Seit Inkrafttreten der Corona-Verordnung Sport des Landes Baden-Württemberg am 1. Juli ist der Fußball, wie wir ihn kennen, auf die Sportplätze zurückgekehrt. Im Training darf in Gruppen bis zu 20 Personen auf die Einhaltung des ansonsten erforderlichen Mindestabstands verzichtet werden. Spiele sind ebenfalls wieder erlaubt, allerdings nur unter Auflagen. Abseits des sportlichen Geschehens ist der Mindestabstand nach wie vor einzuhalten.

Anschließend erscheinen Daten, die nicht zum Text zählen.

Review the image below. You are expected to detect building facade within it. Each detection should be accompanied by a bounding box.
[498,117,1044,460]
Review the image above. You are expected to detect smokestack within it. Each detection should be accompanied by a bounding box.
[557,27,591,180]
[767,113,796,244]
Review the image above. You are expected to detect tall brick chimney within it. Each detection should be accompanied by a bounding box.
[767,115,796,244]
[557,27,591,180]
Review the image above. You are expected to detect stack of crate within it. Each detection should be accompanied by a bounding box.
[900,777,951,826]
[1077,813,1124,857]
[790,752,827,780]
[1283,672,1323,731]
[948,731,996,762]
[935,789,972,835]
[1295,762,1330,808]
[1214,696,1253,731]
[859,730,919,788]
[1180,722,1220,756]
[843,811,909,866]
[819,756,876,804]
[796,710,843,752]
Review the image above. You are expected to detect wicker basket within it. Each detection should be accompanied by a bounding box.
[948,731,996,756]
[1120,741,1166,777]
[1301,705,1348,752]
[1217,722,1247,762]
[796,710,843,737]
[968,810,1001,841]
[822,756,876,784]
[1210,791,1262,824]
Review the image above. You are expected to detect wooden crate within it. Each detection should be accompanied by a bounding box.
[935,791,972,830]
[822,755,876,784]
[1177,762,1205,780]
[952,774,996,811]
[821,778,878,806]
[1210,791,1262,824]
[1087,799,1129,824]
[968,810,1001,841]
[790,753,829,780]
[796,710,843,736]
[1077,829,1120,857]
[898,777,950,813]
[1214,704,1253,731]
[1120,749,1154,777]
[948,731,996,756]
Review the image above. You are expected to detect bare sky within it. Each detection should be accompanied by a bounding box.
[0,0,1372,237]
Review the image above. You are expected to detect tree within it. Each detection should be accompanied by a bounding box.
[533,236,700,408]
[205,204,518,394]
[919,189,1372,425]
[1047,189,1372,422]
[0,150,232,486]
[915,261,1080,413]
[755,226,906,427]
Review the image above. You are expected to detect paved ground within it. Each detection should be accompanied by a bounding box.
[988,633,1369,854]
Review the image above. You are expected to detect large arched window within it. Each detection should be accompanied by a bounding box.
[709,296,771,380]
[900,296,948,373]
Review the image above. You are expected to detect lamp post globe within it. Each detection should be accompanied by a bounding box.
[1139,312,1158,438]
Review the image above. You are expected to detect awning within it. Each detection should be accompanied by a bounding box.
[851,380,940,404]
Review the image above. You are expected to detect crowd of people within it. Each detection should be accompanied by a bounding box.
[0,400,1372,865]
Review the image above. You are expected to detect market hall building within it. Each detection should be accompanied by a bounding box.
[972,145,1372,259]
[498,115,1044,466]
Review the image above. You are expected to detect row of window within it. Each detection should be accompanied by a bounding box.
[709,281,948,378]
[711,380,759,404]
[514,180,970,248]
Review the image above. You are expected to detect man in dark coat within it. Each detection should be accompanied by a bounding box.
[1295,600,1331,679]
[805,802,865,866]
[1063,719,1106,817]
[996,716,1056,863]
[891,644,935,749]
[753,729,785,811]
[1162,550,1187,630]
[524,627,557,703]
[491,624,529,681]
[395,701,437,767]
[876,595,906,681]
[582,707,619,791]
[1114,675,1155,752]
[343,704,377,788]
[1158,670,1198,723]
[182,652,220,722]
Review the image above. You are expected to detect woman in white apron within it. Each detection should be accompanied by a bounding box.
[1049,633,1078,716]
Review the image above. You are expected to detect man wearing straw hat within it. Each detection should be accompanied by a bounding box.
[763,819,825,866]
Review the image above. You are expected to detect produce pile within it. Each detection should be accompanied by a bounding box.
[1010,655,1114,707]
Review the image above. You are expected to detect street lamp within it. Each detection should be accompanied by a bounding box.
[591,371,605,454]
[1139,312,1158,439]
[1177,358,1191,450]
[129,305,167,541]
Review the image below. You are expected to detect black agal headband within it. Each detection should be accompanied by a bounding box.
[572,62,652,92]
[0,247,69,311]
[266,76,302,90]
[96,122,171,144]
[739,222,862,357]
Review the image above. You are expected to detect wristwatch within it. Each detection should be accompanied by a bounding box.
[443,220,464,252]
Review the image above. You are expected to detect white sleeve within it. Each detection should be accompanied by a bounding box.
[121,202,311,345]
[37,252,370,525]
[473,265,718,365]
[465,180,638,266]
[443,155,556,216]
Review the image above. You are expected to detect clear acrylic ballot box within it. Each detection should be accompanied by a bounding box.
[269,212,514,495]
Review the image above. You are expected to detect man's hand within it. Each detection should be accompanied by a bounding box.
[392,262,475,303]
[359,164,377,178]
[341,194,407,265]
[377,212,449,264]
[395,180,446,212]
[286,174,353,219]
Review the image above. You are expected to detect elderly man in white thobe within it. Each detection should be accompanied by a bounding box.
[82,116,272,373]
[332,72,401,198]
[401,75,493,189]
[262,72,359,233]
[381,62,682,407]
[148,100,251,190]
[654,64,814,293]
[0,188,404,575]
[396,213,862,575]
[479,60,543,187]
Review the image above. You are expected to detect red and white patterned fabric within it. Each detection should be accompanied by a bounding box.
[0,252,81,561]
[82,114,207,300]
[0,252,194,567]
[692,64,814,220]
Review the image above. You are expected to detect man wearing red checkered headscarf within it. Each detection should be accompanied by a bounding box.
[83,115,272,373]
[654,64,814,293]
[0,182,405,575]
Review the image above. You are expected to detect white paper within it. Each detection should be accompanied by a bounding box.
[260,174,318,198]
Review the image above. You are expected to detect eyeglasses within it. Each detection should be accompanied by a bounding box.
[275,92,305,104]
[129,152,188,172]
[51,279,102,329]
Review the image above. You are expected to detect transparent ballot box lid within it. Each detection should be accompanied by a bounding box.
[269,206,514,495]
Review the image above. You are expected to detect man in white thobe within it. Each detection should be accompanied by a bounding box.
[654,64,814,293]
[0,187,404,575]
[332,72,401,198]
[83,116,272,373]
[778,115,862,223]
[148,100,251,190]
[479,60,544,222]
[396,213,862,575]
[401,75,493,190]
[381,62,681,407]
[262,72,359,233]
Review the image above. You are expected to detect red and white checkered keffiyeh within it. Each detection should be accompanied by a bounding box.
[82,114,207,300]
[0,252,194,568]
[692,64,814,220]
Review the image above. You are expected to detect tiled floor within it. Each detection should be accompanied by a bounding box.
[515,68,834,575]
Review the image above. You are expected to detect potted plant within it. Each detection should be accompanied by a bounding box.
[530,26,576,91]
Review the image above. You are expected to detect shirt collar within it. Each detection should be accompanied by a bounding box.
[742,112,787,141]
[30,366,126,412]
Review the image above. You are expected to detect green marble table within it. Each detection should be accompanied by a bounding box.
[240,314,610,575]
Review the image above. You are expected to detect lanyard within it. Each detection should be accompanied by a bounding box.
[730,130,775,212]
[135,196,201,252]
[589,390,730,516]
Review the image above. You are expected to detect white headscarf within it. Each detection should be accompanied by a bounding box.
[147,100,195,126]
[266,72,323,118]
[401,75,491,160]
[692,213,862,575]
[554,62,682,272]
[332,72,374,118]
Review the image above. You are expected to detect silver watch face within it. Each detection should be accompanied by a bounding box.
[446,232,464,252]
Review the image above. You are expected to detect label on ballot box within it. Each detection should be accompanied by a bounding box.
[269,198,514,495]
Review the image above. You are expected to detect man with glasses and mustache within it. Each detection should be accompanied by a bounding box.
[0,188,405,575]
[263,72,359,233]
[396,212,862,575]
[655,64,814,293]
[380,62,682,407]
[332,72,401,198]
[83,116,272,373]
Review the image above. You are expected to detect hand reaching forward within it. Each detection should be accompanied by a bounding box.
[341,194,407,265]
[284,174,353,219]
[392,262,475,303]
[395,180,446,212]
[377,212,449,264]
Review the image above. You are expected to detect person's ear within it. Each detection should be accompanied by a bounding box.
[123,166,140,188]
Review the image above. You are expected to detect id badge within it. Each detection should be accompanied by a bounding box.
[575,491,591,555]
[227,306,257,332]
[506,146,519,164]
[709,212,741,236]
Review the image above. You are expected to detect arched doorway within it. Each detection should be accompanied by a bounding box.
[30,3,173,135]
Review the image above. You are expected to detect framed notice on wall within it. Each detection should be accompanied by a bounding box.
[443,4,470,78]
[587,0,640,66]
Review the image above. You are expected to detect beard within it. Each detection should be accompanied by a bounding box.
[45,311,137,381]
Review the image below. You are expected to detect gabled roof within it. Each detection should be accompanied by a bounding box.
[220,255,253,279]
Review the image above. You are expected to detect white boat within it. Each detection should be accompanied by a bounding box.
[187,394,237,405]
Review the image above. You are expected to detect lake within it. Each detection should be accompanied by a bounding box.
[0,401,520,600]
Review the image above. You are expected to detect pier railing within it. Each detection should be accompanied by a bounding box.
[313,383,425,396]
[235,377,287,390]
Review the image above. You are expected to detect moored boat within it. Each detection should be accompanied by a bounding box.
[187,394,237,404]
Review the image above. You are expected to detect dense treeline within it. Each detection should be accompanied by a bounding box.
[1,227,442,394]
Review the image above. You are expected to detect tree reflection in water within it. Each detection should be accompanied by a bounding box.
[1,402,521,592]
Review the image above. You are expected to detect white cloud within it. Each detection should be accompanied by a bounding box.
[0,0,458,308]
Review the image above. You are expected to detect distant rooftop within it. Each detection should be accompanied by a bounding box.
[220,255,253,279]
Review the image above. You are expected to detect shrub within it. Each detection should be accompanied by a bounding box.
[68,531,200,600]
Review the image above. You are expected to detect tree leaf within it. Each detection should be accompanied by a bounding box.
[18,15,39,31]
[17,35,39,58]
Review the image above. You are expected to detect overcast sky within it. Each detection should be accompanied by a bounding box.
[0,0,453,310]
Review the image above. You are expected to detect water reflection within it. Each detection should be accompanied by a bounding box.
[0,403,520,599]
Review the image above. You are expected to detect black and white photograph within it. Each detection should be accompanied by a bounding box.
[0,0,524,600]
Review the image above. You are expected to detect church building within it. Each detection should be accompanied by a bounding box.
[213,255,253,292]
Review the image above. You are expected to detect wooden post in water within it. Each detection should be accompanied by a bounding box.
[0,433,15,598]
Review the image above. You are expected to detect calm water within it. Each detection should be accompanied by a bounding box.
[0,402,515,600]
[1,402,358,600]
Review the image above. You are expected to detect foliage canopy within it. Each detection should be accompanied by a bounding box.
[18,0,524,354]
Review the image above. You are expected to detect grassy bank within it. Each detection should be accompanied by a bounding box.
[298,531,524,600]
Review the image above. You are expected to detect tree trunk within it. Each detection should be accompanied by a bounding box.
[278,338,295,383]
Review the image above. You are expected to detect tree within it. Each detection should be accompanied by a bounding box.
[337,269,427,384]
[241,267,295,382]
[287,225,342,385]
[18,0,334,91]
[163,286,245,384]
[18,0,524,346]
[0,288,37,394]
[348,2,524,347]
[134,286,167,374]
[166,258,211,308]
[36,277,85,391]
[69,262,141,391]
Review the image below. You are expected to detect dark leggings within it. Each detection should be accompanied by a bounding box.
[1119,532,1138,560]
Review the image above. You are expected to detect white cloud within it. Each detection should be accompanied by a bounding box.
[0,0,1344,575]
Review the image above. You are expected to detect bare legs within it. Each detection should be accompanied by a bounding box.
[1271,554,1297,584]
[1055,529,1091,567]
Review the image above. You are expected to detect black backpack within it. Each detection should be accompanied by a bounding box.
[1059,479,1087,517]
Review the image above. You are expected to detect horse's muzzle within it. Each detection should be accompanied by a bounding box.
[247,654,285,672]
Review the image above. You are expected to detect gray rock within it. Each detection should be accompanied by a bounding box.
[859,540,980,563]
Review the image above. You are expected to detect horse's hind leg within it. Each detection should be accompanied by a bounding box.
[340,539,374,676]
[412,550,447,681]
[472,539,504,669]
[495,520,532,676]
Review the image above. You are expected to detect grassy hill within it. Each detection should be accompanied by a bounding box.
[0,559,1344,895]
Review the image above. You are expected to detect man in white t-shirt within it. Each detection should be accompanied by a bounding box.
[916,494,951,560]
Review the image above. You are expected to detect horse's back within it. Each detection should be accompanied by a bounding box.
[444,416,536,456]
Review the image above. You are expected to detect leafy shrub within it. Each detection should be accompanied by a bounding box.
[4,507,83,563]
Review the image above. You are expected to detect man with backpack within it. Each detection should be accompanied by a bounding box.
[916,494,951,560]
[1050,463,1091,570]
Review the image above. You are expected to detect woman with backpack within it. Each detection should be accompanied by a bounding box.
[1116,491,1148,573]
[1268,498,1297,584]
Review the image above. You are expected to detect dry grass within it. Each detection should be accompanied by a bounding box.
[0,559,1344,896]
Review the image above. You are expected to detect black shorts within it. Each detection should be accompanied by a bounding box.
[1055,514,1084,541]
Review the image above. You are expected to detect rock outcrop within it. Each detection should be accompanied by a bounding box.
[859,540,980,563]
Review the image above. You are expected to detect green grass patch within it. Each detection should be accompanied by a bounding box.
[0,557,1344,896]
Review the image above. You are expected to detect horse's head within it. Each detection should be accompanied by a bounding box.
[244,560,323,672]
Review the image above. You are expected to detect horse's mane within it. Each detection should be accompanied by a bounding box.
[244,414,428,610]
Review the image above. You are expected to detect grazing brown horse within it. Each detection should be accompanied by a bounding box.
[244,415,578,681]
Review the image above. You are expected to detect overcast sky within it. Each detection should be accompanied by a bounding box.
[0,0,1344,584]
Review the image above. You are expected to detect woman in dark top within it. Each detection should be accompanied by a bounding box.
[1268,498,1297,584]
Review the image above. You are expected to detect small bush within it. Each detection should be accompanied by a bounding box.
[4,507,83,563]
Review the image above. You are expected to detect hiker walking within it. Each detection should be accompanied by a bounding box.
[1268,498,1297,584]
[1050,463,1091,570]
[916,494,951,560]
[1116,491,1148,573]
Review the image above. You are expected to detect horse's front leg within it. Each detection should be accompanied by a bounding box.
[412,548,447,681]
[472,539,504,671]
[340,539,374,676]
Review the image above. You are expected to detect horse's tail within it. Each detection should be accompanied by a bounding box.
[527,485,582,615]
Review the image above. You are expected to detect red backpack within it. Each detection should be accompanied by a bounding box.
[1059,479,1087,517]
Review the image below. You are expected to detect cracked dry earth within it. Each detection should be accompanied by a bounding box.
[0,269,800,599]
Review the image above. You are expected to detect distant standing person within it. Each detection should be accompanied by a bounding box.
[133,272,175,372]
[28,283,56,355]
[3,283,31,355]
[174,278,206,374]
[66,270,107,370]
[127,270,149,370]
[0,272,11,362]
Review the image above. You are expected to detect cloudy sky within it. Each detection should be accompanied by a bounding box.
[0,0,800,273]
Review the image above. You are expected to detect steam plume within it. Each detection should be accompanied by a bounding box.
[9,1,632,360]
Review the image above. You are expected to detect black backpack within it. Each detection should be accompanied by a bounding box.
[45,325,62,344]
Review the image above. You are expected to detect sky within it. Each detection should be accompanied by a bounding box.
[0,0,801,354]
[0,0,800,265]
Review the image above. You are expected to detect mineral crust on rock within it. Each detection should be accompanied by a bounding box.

Die einzuhaltenden Vorgaben ergeben sich aus der Corona-Verordnung der Landesregierung Baden-Württemberg sowie der Corona-Verordnung Sport des Kultus- und Sozialministeriums. Alle Empfehlungen des wfv orientieren sich an diesen offiziellen Vorgaben mit dem Ziel, diese für Vereine wie uns als Eintracht Stuttgart in praktische Empfehlungen zu übersetzen. Ein wichtiger Baustein, den der wfv an der Seite weiterer Landesverbände unterstützt, ist zudem der Einsatz der Corona-Warn-App der Bundesregierung.